It’s 9:50am on a gorgeous, though deceptively cold, Monday morning, and the village of Red Hook bursts with displays of patriotism.
People from all walks of life and corners of town flock to the nearest sidewalk shade with fold-out chairs and red, white and blue regalia in anticipation of the coming parade. Off in the distance, you can hear the muffled strains of the “Rocky” theme and “The Star Spangled Banner,” as performed by the Red Hook High School band.
As the parade comes through the center of town, the brass section is preceded by an assortment of classic cars, baseball teams and veterans clad in the uniforms of their respective services. Fire trucks and convertibles erupt with the customary assortment of candy, which is dispensed on all sides and joyously retrieved by scrambling children.
It is Memorial Day 2013.
The air of excitement winds down as the parade comes to a solemn close at the soldiers’ memorial and garden at the north end of the village.
Bystanders congregate around three granite stones with 31 names that span across four wars. On the north side, seven veterans stand in a row for the 21-gun salute; to their left is the color-guard, whose flags are reflected in the memorial.
Multiple speakers, including Mayor Ed Blundell and County Executive Marc Molinaro, talk during the ceremony.

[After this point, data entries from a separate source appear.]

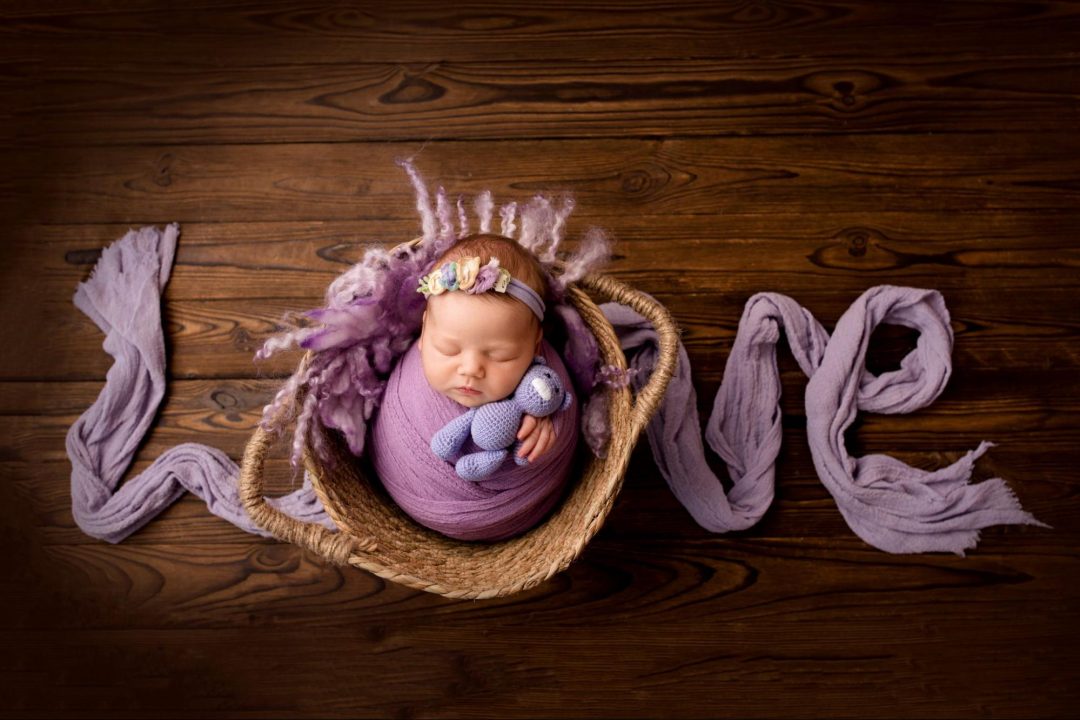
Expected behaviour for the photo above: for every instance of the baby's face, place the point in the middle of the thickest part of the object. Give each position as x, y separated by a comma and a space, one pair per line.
475, 351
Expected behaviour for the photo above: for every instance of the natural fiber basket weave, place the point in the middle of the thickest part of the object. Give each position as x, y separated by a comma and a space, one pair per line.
375, 534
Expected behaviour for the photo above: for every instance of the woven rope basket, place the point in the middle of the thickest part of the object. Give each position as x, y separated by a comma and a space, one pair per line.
376, 535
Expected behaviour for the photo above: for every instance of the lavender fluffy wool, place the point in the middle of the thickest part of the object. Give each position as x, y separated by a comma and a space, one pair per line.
504, 504
373, 314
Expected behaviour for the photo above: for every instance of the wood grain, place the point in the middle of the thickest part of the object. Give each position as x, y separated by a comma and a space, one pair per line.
813, 148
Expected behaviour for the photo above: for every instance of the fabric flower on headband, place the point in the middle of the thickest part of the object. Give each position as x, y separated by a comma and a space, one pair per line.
469, 276
466, 275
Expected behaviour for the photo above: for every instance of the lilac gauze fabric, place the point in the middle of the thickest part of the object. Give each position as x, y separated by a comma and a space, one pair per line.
507, 503
123, 298
889, 504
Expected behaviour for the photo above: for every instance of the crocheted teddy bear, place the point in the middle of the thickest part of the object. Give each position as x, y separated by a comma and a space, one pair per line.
494, 426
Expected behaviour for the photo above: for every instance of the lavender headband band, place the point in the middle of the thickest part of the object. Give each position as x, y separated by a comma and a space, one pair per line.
469, 276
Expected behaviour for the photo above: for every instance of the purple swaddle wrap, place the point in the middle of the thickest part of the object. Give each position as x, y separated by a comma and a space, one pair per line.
507, 503
889, 504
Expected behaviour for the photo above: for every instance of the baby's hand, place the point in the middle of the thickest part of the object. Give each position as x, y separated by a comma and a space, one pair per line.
537, 436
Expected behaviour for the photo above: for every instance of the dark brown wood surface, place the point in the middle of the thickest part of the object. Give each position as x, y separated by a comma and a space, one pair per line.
811, 148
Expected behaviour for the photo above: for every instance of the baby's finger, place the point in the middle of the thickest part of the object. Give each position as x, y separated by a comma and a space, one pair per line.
528, 423
528, 444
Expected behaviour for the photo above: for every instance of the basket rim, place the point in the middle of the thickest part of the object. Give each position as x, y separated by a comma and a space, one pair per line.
628, 418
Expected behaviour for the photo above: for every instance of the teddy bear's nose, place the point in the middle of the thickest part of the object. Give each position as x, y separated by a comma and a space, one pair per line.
543, 390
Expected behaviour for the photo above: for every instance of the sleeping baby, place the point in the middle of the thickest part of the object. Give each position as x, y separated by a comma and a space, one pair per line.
481, 335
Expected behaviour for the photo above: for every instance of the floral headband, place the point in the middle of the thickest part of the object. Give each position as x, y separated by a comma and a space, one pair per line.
469, 276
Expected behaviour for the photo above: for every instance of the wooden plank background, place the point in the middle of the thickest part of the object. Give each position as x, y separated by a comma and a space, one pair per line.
812, 148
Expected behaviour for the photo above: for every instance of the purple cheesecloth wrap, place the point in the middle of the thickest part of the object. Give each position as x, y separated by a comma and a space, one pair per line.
889, 504
511, 500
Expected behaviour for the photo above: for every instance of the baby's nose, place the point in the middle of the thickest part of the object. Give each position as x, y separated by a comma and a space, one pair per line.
471, 366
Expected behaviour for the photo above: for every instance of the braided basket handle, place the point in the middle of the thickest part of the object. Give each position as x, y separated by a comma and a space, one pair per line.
338, 547
335, 546
648, 399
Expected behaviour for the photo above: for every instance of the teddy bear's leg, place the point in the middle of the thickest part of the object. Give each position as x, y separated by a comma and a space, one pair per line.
478, 465
517, 459
451, 436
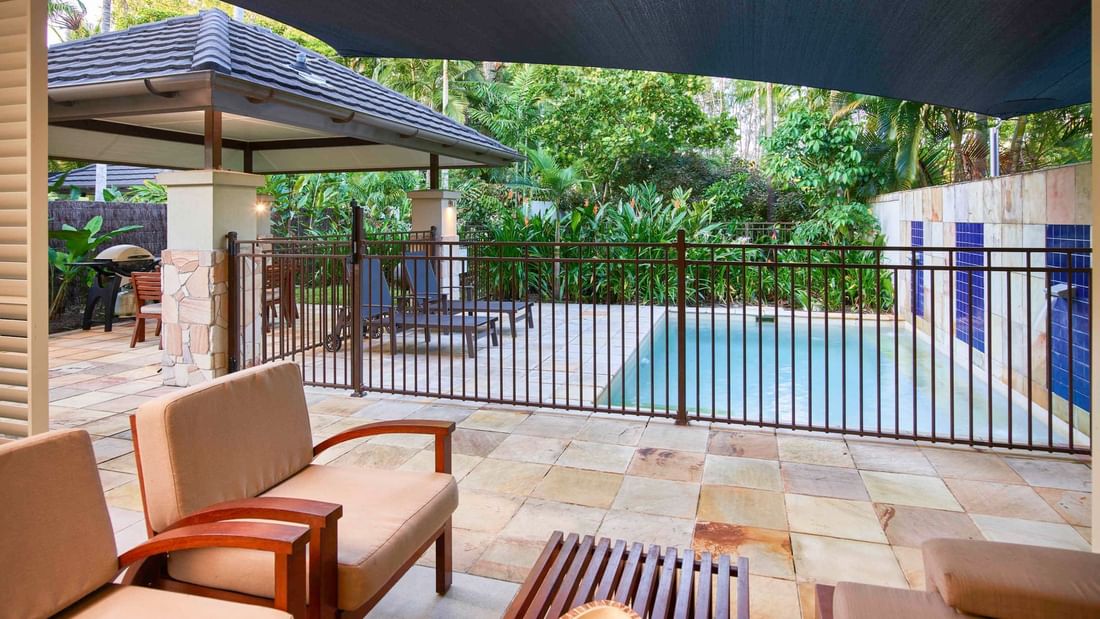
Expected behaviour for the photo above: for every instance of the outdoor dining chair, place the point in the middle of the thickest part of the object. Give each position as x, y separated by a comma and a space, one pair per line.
59, 560
241, 446
146, 304
424, 285
381, 313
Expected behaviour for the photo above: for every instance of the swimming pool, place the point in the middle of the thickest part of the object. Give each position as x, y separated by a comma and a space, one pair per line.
767, 372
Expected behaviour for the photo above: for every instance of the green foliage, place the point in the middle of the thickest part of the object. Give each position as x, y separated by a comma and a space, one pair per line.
816, 155
80, 245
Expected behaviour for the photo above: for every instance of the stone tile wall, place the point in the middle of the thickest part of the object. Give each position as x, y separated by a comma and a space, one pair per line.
1014, 211
195, 316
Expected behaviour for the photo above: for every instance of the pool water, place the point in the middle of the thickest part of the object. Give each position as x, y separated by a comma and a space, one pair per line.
765, 372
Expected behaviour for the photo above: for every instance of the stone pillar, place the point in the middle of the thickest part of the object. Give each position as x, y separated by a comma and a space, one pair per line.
439, 209
204, 206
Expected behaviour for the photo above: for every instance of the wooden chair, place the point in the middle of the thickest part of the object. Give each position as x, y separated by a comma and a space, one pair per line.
146, 290
57, 553
241, 446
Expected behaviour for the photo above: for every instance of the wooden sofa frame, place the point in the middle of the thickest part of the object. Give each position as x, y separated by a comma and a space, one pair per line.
321, 519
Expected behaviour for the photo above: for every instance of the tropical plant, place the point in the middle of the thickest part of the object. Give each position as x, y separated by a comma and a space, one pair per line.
79, 246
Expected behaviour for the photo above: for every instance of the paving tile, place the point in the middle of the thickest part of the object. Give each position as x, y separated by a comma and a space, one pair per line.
425, 460
475, 442
827, 452
1073, 506
916, 490
1053, 473
773, 598
744, 472
552, 426
661, 497
667, 464
538, 519
596, 456
966, 464
508, 559
769, 551
671, 437
495, 420
836, 518
1013, 530
578, 486
912, 565
505, 476
832, 560
741, 506
890, 459
342, 407
615, 431
743, 444
1010, 500
823, 481
523, 448
647, 529
485, 511
913, 526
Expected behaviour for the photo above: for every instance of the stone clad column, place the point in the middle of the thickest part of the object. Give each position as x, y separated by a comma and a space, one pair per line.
204, 206
439, 209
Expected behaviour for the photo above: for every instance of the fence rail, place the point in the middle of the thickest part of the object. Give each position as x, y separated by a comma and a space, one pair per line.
982, 346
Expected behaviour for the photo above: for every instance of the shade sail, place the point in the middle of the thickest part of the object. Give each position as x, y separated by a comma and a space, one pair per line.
998, 57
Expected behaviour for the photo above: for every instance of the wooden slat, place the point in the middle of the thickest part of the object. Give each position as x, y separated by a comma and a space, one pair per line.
596, 564
666, 584
683, 600
703, 590
743, 586
549, 586
647, 585
629, 577
569, 582
722, 595
612, 573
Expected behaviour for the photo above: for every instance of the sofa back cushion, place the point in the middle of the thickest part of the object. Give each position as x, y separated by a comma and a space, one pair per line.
57, 544
229, 439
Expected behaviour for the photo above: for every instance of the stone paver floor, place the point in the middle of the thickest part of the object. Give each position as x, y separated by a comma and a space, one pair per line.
805, 508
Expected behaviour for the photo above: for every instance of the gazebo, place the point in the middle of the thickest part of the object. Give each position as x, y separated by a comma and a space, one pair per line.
224, 102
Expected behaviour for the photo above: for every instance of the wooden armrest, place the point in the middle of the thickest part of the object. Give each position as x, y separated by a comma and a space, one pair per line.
440, 429
314, 514
319, 516
287, 542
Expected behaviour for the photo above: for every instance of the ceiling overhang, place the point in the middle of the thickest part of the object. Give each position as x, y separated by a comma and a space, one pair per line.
160, 122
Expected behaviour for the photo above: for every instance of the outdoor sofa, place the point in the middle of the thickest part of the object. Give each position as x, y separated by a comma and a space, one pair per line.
58, 552
979, 578
241, 446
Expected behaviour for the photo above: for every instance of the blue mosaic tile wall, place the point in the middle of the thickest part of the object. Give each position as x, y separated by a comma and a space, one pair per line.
970, 286
916, 240
1069, 312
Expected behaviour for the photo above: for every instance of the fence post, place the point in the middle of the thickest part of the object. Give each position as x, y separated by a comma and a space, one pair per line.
681, 328
354, 306
232, 251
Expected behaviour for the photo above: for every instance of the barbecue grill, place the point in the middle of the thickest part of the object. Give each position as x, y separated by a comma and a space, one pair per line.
111, 266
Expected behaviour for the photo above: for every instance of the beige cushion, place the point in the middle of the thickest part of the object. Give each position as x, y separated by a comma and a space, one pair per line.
387, 515
853, 600
117, 601
57, 544
1013, 581
229, 439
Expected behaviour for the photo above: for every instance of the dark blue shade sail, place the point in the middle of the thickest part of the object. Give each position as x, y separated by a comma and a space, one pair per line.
998, 57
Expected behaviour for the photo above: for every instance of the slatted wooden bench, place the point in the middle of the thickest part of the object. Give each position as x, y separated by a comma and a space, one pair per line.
573, 571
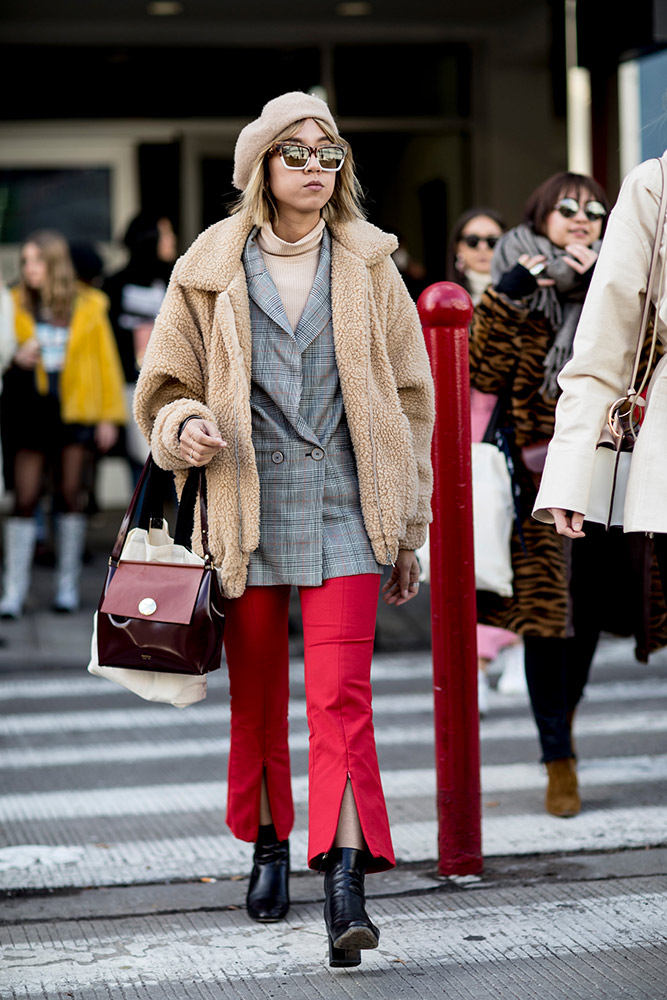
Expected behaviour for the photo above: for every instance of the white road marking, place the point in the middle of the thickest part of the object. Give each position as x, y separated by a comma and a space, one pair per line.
165, 717
140, 861
207, 796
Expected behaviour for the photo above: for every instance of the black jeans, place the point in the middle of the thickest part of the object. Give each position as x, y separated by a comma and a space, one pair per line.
556, 672
660, 547
557, 669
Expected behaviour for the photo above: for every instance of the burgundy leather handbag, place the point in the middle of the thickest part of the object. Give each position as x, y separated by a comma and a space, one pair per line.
157, 615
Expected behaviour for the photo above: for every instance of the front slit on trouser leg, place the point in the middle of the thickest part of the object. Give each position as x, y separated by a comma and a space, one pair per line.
339, 628
256, 645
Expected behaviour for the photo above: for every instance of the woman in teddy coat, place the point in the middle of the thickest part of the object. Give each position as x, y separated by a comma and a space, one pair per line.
288, 358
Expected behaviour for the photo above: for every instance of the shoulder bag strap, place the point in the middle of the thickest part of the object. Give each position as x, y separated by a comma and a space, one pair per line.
653, 268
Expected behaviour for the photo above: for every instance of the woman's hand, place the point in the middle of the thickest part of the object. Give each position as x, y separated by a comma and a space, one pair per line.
403, 584
522, 280
27, 355
200, 442
568, 523
106, 435
580, 257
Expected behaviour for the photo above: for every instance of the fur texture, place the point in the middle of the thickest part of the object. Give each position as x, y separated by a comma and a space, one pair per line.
199, 362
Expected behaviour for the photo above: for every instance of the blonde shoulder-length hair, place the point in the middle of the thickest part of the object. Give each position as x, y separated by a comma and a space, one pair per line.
344, 205
59, 291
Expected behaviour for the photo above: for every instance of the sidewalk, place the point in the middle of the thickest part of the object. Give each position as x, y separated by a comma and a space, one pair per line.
556, 928
121, 881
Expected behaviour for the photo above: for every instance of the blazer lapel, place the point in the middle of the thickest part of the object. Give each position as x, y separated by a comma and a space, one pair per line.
317, 311
261, 288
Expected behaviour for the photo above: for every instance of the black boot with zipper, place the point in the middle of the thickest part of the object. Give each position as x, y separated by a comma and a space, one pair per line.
348, 925
268, 892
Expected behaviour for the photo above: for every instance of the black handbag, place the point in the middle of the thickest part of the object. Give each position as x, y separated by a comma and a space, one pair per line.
157, 615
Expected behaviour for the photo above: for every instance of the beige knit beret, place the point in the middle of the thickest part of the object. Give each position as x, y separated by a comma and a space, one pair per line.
276, 116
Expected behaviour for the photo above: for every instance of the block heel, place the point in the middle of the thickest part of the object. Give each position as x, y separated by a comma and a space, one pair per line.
343, 958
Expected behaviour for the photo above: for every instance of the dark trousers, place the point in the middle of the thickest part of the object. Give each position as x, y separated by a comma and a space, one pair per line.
557, 669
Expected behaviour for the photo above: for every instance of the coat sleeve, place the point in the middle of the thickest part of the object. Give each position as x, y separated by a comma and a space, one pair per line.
604, 345
171, 384
412, 372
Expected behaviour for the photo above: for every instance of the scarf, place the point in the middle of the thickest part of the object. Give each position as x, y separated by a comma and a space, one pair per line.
560, 304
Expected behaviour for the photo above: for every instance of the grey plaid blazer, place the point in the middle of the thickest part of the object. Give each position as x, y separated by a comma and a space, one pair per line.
311, 525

Blundell urges the crowd, “Look around you, at your friends, your neighbors, your schoolmates and at our park … just take a moment to quietly appreciate that these veterans died for us here, in Red Hook, across the world and across our country.”
Molinaro notes, “The founders of this nation knew it would take generation after generation, it would take toil, it would take work, it would take blood and sadly lives to protect the freedom, liberty and justice they had envisioned every human, every American would celebrate within this land.”
All in attendance stand in somber silence as the names of the 31 young men who never returned to Red Hook are read aloud; each is accompanied by the release of a white dove.
The faces of civilians and veterans alike display the grim reverence of loss, one that is personal yet simultaneously felt by the entire community.
Asked what this day means to him, Chuck Simmons of Red Hook, a retired Navy senior chief, replies, “Today is in remembrance of my friends that never made it home.”